How do Eco-points work and how can they be earned?

Eco-points are earned by buying three kinds of government-designated energy-efficient products: air conditioners, refrigerators and TVs.

The points, worth ¥1 each, can be exchanged for three types of goods: coupons and prepaid cards, energy-efficient products, or products that promote regional economies.

More points can be gained for a small fee by handing over old products for recycling and upgrading to a new appliance.

Eco-points can be accumulated until in March 2010.

What can Eco-points be exchanged for?

The government’s list contains 271 products and suppliers of exchangeable articles. Most of the goods are prepaid cards, like East Japan Railway’s Suica cards and bitWallet Inc.’s Edy, or gift coupons issued by major department stores. There are also travel tickets from JTB Corp., Kinki Nippon Tourist Co., Japan Airlines and All Nippon Airways.

A total of 109 commerce groups from municipalities across the country have also issued coupons for exchange with Eco-points.

The full list is available at www.env.go.jp/policy/ep_kaden/pdf/090619a-1.pdf but the government plans to release a list of more products or service providers later.

Why are the points being awarded only for air conditioner, refrigerator and TV purchases?

The government is focusing on those appliances because half of total carbon dioxide emissions from households are produced by these three products alone, according to the Environment Ministry.

About 70 percent of the total, including those from the three products, come from home electronic appliances.

Also, the government is planning on ending analog broadcasting by July 2011, so the Eco-point campaign is a good chance to promote televisions compatible with digital terrestrial broadcasting.
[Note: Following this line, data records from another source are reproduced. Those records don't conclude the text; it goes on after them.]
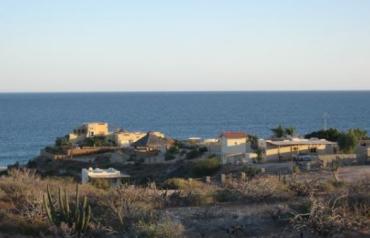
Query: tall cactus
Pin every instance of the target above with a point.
(77, 216)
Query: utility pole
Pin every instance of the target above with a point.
(325, 117)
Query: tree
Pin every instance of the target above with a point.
(278, 131)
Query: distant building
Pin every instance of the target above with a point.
(154, 141)
(233, 145)
(288, 148)
(125, 138)
(111, 177)
(87, 130)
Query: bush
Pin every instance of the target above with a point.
(180, 183)
(206, 167)
(251, 172)
(347, 142)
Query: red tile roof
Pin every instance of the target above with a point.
(234, 135)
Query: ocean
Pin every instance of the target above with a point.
(31, 121)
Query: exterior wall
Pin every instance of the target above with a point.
(274, 152)
(125, 139)
(96, 129)
(88, 130)
(328, 159)
(233, 146)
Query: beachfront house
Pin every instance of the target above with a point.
(233, 146)
(103, 177)
(293, 147)
(87, 130)
(126, 138)
(154, 141)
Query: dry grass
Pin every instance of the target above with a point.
(131, 211)
(340, 211)
(263, 188)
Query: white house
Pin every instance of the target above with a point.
(113, 176)
(233, 145)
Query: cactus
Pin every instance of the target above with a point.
(76, 216)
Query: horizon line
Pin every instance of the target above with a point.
(185, 91)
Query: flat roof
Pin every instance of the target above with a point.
(300, 142)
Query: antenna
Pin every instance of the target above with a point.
(325, 117)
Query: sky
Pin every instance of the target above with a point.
(192, 45)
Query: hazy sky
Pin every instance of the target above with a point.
(77, 45)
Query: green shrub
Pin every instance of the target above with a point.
(206, 167)
(250, 171)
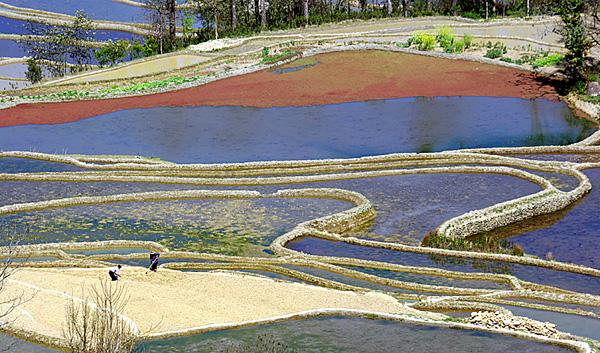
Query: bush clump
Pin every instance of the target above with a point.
(459, 46)
(444, 36)
(423, 41)
(493, 53)
(468, 40)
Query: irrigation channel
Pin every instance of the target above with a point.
(334, 196)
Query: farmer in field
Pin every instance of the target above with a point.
(154, 261)
(114, 273)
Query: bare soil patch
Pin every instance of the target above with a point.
(341, 77)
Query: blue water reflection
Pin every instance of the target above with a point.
(240, 134)
(346, 334)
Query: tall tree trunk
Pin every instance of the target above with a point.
(171, 10)
(263, 14)
(233, 15)
(216, 24)
(487, 10)
(305, 3)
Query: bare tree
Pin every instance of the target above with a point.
(162, 15)
(305, 5)
(95, 324)
(233, 15)
(263, 14)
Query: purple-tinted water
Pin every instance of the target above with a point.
(564, 280)
(575, 237)
(239, 134)
(347, 334)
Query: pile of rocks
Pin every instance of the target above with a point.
(496, 319)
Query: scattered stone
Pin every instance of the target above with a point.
(593, 89)
(496, 319)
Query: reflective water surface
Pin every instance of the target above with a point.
(239, 134)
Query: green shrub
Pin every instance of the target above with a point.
(580, 87)
(150, 47)
(467, 39)
(459, 46)
(112, 52)
(34, 71)
(548, 61)
(444, 36)
(493, 53)
(423, 41)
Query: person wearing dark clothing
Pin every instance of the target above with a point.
(154, 261)
(114, 273)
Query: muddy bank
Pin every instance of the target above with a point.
(340, 77)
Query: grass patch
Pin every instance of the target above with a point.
(479, 243)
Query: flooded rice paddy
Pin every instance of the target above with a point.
(348, 334)
(407, 206)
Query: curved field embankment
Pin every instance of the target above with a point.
(389, 75)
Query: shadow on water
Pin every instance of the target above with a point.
(345, 334)
(570, 235)
(241, 134)
(563, 280)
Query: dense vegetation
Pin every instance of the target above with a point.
(75, 44)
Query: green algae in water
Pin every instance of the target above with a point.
(350, 334)
(232, 227)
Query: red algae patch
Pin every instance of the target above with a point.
(341, 77)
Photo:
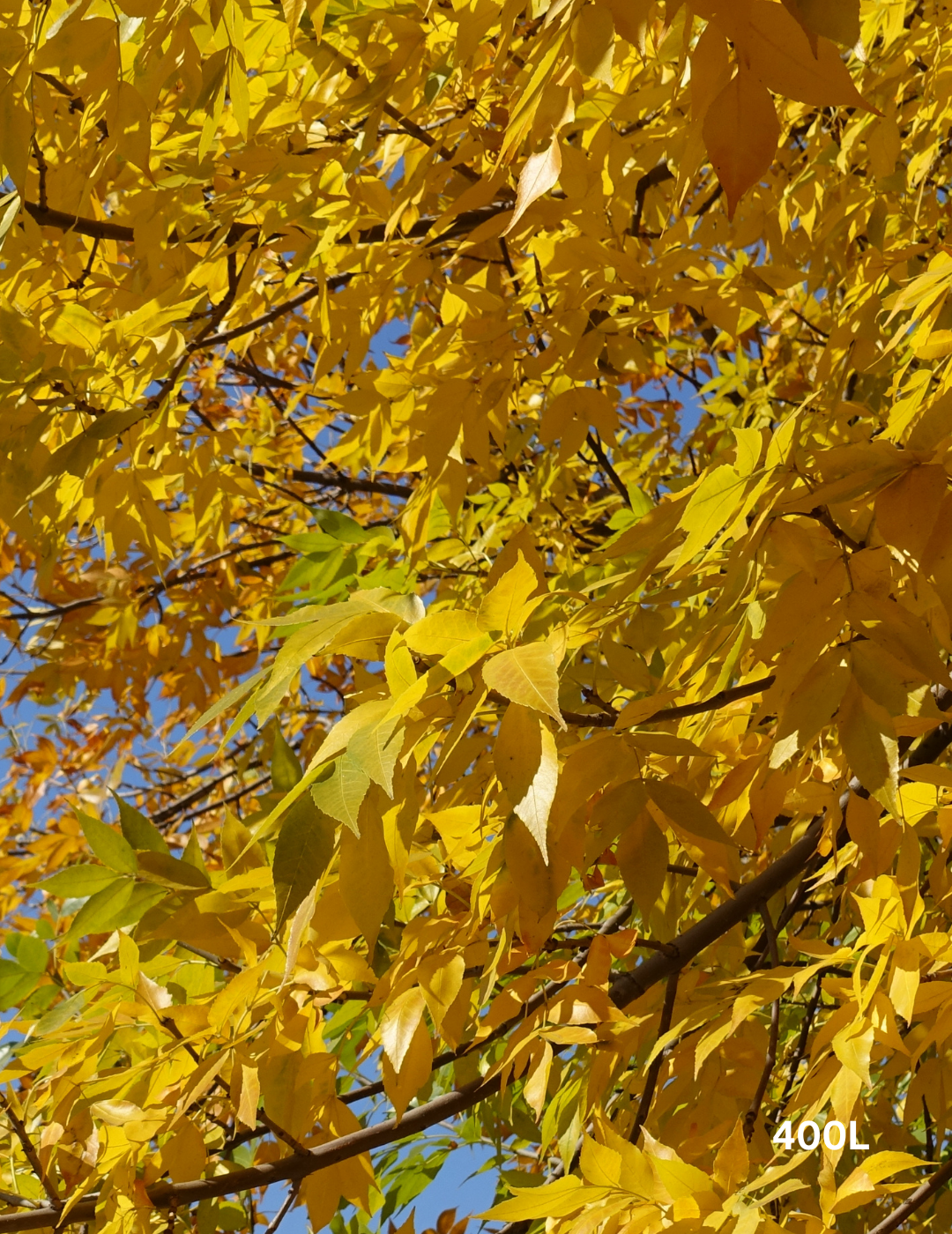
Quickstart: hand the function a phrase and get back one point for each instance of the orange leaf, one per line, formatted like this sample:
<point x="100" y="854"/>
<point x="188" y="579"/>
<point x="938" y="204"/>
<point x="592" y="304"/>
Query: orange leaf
<point x="778" y="51"/>
<point x="741" y="132"/>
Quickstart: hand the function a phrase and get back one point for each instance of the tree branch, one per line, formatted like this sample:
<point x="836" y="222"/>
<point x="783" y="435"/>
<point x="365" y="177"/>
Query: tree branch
<point x="749" y="1119"/>
<point x="651" y="1080"/>
<point x="624" y="990"/>
<point x="915" y="1201"/>
<point x="690" y="709"/>
<point x="330" y="480"/>
<point x="31" y="1156"/>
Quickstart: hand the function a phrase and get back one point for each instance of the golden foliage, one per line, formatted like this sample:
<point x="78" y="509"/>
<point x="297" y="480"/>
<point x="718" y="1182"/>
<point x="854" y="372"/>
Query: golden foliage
<point x="514" y="586"/>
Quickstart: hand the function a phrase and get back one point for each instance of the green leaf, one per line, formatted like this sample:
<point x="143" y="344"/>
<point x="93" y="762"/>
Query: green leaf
<point x="169" y="872"/>
<point x="15" y="984"/>
<point x="77" y="880"/>
<point x="375" y="750"/>
<point x="102" y="911"/>
<point x="341" y="792"/>
<point x="302" y="853"/>
<point x="111" y="848"/>
<point x="28" y="952"/>
<point x="138" y="830"/>
<point x="286" y="768"/>
<point x="57" y="1015"/>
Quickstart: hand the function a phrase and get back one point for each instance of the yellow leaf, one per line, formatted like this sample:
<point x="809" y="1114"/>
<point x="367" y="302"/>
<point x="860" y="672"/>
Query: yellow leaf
<point x="507" y="606"/>
<point x="560" y="1199"/>
<point x="416" y="1065"/>
<point x="117" y="1113"/>
<point x="593" y="36"/>
<point x="741" y="132"/>
<point x="441" y="978"/>
<point x="247" y="1112"/>
<point x="367" y="878"/>
<point x="869" y="744"/>
<point x="600" y="1165"/>
<point x="77" y="326"/>
<point x="526" y="675"/>
<point x="539" y="173"/>
<point x="526" y="762"/>
<point x="779" y="53"/>
<point x="443" y="632"/>
<point x="683" y="808"/>
<point x="733" y="1163"/>
<point x="183" y="1154"/>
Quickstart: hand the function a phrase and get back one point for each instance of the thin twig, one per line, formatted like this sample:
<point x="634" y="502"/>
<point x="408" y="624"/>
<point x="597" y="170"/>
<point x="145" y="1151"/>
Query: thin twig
<point x="915" y="1201"/>
<point x="692" y="709"/>
<point x="30" y="1151"/>
<point x="599" y="452"/>
<point x="651" y="1080"/>
<point x="284" y="1209"/>
<point x="749" y="1119"/>
<point x="801" y="1043"/>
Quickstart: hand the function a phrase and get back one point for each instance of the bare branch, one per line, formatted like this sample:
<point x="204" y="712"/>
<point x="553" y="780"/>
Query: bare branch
<point x="690" y="709"/>
<point x="31" y="1153"/>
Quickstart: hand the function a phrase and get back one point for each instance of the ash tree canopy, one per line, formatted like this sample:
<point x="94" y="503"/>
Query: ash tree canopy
<point x="477" y="598"/>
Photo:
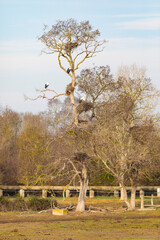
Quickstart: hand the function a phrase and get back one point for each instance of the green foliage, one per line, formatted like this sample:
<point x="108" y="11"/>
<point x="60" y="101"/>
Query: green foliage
<point x="37" y="204"/>
<point x="33" y="203"/>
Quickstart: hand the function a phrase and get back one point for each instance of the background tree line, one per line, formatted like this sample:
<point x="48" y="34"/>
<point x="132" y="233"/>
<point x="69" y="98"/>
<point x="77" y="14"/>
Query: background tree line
<point x="119" y="135"/>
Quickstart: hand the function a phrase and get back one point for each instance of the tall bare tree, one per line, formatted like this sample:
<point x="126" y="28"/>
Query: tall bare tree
<point x="74" y="43"/>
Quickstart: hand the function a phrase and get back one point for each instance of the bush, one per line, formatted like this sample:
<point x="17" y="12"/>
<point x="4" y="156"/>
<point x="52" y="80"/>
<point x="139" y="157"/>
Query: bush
<point x="33" y="203"/>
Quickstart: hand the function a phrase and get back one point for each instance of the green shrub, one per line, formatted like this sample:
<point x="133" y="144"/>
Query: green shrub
<point x="36" y="203"/>
<point x="33" y="203"/>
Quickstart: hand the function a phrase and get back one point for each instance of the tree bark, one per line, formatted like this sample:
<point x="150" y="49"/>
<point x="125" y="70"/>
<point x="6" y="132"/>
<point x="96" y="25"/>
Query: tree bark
<point x="133" y="198"/>
<point x="74" y="108"/>
<point x="73" y="100"/>
<point x="122" y="192"/>
<point x="83" y="189"/>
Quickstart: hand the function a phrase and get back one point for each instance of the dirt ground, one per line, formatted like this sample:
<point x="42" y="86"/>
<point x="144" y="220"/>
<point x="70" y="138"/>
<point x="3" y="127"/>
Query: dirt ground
<point x="91" y="225"/>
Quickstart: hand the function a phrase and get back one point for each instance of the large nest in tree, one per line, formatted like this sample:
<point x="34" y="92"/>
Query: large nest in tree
<point x="80" y="156"/>
<point x="84" y="107"/>
<point x="69" y="89"/>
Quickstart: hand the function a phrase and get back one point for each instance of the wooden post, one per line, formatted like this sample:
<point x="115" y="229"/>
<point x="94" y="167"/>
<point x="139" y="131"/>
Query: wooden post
<point x="22" y="193"/>
<point x="142" y="199"/>
<point x="67" y="193"/>
<point x="1" y="192"/>
<point x="116" y="193"/>
<point x="44" y="193"/>
<point x="152" y="199"/>
<point x="91" y="193"/>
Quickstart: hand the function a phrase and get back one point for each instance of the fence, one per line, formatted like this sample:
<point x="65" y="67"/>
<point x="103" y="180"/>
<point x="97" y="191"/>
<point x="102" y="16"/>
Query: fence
<point x="115" y="191"/>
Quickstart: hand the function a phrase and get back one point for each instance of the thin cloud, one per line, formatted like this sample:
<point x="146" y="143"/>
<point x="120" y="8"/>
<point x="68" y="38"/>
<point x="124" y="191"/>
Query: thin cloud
<point x="145" y="24"/>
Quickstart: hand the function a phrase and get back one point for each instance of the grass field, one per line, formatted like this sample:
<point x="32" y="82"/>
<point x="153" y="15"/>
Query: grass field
<point x="113" y="223"/>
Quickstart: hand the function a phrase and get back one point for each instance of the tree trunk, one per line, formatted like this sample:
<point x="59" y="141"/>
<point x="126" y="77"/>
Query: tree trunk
<point x="133" y="198"/>
<point x="122" y="196"/>
<point x="123" y="189"/>
<point x="73" y="100"/>
<point x="83" y="189"/>
<point x="74" y="108"/>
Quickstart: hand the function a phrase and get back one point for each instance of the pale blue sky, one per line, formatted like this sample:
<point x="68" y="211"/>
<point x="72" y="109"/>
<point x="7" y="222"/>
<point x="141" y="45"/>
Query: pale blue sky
<point x="132" y="28"/>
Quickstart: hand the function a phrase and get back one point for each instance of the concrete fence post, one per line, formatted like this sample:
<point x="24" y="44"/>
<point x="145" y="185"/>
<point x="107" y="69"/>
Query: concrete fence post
<point x="22" y="193"/>
<point x="142" y="198"/>
<point x="152" y="199"/>
<point x="158" y="192"/>
<point x="91" y="193"/>
<point x="116" y="193"/>
<point x="67" y="193"/>
<point x="44" y="193"/>
<point x="1" y="192"/>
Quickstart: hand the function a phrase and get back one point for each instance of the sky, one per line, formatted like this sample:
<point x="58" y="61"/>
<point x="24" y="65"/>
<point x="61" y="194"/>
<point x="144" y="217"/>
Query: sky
<point x="131" y="28"/>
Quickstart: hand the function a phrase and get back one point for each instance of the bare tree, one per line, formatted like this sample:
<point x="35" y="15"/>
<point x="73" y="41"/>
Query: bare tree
<point x="118" y="149"/>
<point x="74" y="43"/>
How does the government select the products?

Selection is based on government criteria used to rank the gadgets’ efficiency.

The rank, based on a scale of one to five stars, is attached to the product with a label, but Eco-points can be gained only by purchasing gadgets with four or more stars.

The label also provides other information, such as the estimated annual cost of running the device.

How many points can be had for one product?

It depends. For instance, 6,000 points can be earned by buying an air conditioner with a cooling capacity of less than 2.2 kw, but 9,000 points can be gained by buying one rated at more than 3.6 kw.

If old air conditioner is recycled when a new one is bought, this translates into an additional 3,000 points.

But TVs earn more points than air conditioners and refrigerators. A TV purchase can fetch anywhere from 7,000 points for 26-inch and smaller sets, to 36,000 points for the big-screen models.

How can I exchange points?

The government will start accepting applications July 1. The form can be downloaded from the Environment Ministry’s Web site, but paper versions will also be available at post offices and retailers.

Applicants must attach the original receipt and a copy of the product’s warranty to the application form. Those who recycle an old product must attach the recycling ticket, too.

Consumers will be able to try out the application process at the Eco-point Web site (www.eco-points.jp) scheduled to open at the end of the month. But they will still be asked to mail in a hard copy of the documents.

The deadline for applications is next April 30.